Assumptions When Comparing Two Sample Means
a. When looking at two samples we have to assume independence. If they were not independent
it would not make sense to think they are different from one another (i.e. if dependent you are
saying they ARE similar…so why test differences?).
b. The populations must be normally distributed with either known or unknown means or
variances. This implies we will be using a z-stat & t-stat.
**although the book goes through the procedure with unknown mean and variance…we should
note that if they were known then instead of using a t-stat we would simply use our Z. In so the
method would be exactly the same but, we would use the Z. I am going to outline both.
A. Hypothesis Testing: Differences between means
Recall from before that we had essentially 3 types of hypotheses.

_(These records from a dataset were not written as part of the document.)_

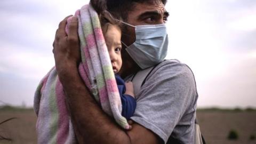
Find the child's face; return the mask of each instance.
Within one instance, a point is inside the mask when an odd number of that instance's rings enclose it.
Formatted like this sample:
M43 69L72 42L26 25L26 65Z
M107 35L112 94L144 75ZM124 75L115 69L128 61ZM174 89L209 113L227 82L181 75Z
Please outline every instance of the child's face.
M104 34L104 37L110 57L114 73L116 74L120 70L122 62L121 58L121 31L120 28L115 25L108 25L107 32Z

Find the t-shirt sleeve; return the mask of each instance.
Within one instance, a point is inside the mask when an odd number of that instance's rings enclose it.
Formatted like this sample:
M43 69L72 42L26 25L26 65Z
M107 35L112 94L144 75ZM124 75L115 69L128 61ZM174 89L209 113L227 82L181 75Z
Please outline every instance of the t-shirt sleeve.
M131 118L157 134L165 143L194 102L195 87L193 74L186 65L164 61L149 74L136 95L137 108Z

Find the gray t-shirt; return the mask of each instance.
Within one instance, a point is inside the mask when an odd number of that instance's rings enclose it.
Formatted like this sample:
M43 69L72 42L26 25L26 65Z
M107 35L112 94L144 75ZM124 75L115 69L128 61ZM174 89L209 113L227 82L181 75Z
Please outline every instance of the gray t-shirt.
M135 97L137 105L132 119L157 134L165 143L170 136L179 143L194 143L198 95L193 74L187 65L174 60L159 63Z

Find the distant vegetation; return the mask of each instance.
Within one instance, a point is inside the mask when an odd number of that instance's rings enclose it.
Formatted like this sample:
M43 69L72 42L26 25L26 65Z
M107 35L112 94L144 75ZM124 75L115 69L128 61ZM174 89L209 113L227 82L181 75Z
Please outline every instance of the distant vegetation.
M241 112L241 111L256 111L255 108L247 107L241 108L236 107L234 108L221 108L219 107L211 107L205 108L198 108L198 111L228 111L228 112Z
M228 135L228 139L229 140L237 140L238 139L238 133L236 131L232 130L229 131L229 133Z

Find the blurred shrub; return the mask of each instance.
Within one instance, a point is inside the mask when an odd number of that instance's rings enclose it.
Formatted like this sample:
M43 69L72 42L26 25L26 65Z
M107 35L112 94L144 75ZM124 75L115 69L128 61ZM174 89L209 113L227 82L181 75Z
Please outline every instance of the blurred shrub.
M252 134L250 136L249 140L254 140L256 138L255 137L255 135L253 134Z
M228 135L229 140L237 140L238 139L238 134L236 131L231 130L229 131Z

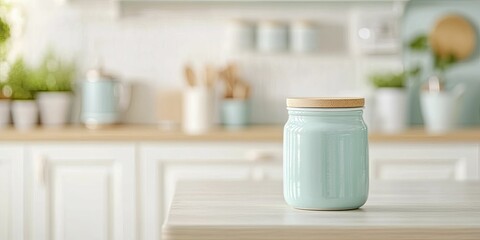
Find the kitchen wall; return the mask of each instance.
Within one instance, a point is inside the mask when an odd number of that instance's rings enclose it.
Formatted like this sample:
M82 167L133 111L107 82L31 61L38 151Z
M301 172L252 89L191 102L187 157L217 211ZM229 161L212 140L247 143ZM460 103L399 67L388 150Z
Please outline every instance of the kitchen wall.
M452 88L457 84L466 84L462 104L458 107L459 122L464 126L480 124L480 1L458 0L458 1L411 1L405 10L403 20L403 38L408 41L418 34L428 33L438 18L447 14L459 14L466 17L477 29L477 48L476 52L466 61L453 66L446 72L448 86ZM431 58L425 55L412 55L409 52L405 54L405 64L412 66L417 62L425 62L431 65ZM425 69L427 69L425 67ZM431 72L426 71L422 79L427 79ZM410 91L410 122L412 124L422 124L420 103L418 97L419 84L414 84Z
M368 93L365 73L399 69L399 52L363 56L356 53L352 16L400 12L398 3L323 3L314 6L269 5L170 6L111 0L24 0L27 25L20 43L29 62L48 48L74 58L83 72L101 59L105 68L133 84L134 98L125 121L156 122L159 91L185 86L182 67L194 63L239 64L253 85L253 121L281 123L287 96L332 96ZM225 28L232 19L314 20L320 50L311 55L233 54L225 50ZM353 43L352 43L353 42ZM78 80L82 77L79 76Z

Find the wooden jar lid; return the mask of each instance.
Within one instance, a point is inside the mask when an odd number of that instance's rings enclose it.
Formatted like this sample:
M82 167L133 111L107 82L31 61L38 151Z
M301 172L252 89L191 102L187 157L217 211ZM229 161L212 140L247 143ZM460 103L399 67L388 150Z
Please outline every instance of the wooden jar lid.
M358 108L364 98L287 98L287 107L293 108Z

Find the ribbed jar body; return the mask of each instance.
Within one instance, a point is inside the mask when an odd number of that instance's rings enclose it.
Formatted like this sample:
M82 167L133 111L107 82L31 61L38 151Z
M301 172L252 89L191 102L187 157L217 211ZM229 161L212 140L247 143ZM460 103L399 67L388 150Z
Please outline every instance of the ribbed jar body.
M300 209L347 210L368 197L368 136L362 108L288 108L285 201Z

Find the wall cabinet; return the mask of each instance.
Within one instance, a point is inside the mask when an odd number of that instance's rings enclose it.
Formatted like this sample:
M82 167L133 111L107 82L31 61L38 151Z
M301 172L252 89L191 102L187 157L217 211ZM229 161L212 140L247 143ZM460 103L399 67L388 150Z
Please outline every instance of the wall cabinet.
M133 144L58 143L28 153L29 239L136 239Z
M0 146L0 239L23 239L23 156L20 145Z

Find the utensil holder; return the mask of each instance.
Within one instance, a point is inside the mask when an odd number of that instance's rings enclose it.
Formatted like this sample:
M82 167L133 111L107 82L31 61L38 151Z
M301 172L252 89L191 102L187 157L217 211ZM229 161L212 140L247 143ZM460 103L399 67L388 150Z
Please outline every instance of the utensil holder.
M213 94L206 86L190 87L183 95L183 130L201 134L212 127Z
M250 121L250 101L246 99L224 99L221 119L225 127L244 127Z

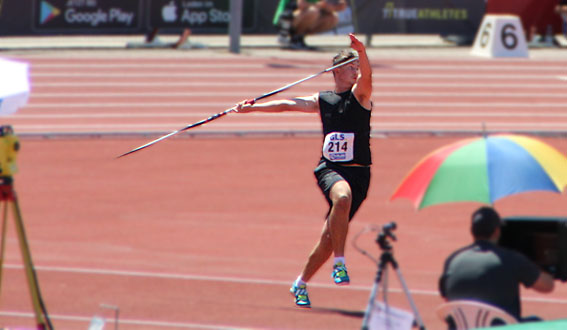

Since we are testing to see
whether or not there is a difference between the populations we get the following types of
hypotheses:
a.
Ho: u1 ≥ u2 or u1 - u2 ≥ 0
Ha: u1< u2 or u1 - u2 < 0
**to get the other one tailed test simply switch u1 and u2 around
b.
Ho: u1 = u2 or u1 - u2 = 0
Ha: u1 ≠ u2 u1 - u2≠ 0
So what we are testing is to see if one mean is bigger than the other (i.e. the one tailed tests) or to
simply see if there is a significant difference between the two (either higher or lower  two
tailed test.
Question: So when might this be used?
Answer: What if we wanted to see if there was a significant difference between the test scores of
on-line Business Statistics students vs. In-Class Students.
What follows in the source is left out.